Common conductor materials and their approximate conductivity at 20°C: Silver: 6.30×10⁷ S/m (108% IACS). Copper (annealed): 5.80×10⁷ S/m (100% IACS). Gold: 4.11×10⁷ S/m (70.7% IACS). Aluminum: 3.50×10⁷ S/m (61% IACS). Brass: 1.59×10⁷ S/m (26% IACS). Iron: 1.04×10⁷ S/m (17.6% IACS). Stainless Steel 304: 1.39×10⁶ S/m (2.4% IACS). Nichrome: 9.09×10⁵ S/m (1.5% IACS).

The vast range of conductivity — from 6×10⁷ for silver to 10⁻¹⁴ for glass — spans over 20 orders of magnitude, making it one of the widest-ranging physical properties.

Temperature Effects on Conductance

Metal conductance decreases with temperature because lattice vibrations scatter conduction electrons. The linear approximation G(T) = G₂₀ / [1 + α(T-20)] works well from -50°C to +200°C. Temperature coefficients: copper α = 0.00393/°C, aluminum α = 0.00429/°C, iron α = 0.00651/°C. Note that semiconductors show the opposite behavior — their conductance increases with temperature as more electrons gain enough energy to enter the conduction band.

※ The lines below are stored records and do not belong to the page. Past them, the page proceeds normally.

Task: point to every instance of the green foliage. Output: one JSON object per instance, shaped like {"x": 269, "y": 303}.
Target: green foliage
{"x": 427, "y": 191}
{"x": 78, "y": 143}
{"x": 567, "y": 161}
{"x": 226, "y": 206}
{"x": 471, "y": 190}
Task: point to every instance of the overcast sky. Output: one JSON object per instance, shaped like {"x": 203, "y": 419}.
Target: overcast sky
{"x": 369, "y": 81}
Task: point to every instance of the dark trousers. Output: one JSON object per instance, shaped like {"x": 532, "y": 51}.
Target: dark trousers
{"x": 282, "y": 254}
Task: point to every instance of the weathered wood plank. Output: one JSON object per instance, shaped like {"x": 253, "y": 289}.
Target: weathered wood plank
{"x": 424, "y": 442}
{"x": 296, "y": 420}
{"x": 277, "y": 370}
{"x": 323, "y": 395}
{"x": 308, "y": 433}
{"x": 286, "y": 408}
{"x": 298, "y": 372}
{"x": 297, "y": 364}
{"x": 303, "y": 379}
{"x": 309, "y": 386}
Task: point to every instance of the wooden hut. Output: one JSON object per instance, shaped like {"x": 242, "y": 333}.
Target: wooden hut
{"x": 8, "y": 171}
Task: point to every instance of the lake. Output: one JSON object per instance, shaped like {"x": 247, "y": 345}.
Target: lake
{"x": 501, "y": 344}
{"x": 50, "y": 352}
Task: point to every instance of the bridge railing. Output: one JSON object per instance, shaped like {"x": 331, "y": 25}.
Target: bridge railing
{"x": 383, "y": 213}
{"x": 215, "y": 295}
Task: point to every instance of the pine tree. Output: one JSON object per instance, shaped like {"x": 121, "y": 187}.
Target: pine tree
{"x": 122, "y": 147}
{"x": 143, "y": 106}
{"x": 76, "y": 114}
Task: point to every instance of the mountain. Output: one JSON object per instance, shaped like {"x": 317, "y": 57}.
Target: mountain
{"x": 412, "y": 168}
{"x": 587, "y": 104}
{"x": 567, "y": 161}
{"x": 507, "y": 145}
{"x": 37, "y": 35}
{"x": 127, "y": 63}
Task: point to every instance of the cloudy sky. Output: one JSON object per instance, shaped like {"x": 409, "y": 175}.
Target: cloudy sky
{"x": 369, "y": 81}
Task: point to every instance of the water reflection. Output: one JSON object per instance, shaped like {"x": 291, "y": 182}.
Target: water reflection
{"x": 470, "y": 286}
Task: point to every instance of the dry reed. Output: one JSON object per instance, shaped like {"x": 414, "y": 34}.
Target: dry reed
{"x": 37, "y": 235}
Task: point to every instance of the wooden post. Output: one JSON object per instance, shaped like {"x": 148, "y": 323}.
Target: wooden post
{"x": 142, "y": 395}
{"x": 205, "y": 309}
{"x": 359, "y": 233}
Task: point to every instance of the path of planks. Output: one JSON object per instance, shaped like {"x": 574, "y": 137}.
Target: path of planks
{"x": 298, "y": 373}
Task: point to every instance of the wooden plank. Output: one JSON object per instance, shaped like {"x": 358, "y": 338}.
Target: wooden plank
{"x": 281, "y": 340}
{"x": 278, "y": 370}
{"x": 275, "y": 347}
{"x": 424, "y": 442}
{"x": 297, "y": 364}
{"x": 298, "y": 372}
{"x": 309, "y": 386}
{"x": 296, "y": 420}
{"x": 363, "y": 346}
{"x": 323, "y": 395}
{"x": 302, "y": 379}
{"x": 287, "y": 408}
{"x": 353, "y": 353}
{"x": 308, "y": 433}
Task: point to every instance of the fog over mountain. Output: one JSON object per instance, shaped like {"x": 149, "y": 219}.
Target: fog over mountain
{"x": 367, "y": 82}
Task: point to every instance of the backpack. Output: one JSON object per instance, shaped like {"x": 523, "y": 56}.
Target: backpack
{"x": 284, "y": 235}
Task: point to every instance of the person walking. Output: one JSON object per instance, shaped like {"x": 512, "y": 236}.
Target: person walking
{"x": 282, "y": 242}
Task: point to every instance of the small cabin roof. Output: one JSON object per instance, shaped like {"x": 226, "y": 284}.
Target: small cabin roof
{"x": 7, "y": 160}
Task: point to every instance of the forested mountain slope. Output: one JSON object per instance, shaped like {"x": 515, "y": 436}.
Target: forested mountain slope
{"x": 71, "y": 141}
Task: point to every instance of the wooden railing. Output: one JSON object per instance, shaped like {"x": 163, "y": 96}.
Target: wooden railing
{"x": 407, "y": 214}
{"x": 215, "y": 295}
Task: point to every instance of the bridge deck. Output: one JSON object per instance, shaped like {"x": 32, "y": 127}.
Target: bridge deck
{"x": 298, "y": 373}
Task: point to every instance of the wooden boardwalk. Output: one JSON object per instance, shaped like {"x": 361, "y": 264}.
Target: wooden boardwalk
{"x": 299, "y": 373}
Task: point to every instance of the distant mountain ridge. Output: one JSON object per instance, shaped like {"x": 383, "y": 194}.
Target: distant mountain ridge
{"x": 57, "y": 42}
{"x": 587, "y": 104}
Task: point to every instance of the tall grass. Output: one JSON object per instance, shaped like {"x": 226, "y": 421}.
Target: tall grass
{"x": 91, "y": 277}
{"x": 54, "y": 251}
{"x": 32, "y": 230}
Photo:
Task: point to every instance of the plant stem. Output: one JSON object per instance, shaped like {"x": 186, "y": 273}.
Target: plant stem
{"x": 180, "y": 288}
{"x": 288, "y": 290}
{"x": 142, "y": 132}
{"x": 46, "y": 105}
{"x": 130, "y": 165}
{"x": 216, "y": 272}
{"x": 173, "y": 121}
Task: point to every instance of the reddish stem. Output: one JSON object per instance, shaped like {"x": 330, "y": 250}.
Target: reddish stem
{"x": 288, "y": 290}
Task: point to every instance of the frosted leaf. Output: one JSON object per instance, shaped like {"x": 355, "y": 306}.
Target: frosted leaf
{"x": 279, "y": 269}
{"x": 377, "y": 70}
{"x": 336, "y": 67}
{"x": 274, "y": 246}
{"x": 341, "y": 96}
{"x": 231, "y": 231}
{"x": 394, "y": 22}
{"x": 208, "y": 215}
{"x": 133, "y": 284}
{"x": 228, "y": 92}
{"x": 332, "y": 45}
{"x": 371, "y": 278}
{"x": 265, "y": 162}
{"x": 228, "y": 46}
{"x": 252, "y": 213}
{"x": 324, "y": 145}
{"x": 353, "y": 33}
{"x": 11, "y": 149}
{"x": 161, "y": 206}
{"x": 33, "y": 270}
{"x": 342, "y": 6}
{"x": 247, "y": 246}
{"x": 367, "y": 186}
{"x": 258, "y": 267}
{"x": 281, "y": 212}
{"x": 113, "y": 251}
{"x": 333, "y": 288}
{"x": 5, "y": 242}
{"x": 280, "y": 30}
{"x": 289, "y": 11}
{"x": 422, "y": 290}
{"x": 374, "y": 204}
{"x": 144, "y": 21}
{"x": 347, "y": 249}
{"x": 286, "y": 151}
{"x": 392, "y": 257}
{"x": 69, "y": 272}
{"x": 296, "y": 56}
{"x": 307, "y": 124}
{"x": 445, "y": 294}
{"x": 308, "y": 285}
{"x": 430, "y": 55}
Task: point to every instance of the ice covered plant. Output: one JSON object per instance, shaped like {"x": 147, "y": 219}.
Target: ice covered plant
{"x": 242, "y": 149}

Applications in Circuit Analysis

Conductance simplifies many circuit problems. In nodal analysis, the conductance matrix (G matrix) is symmetric positive definite, making it computationally efficient. Power dissipation through a conductance: P = V²G = I²/G. Thermal conductance (watts per kelvin) is analogous — Fourier's law of heat conduction has the same mathematical form as Ohm's law.

Sources & Methodology

Last updated:

Frequently Asked Questions

  • Conductivity (σ, measured in S/m) is a material property — it doesn't change with size or shape. Conductance (G, measured in siemens) depends on both the material and geometry (area and length). Conductance = Conductivity × Area / Length. That is why a short thick wire can conduct much better than a long thin one of the same material.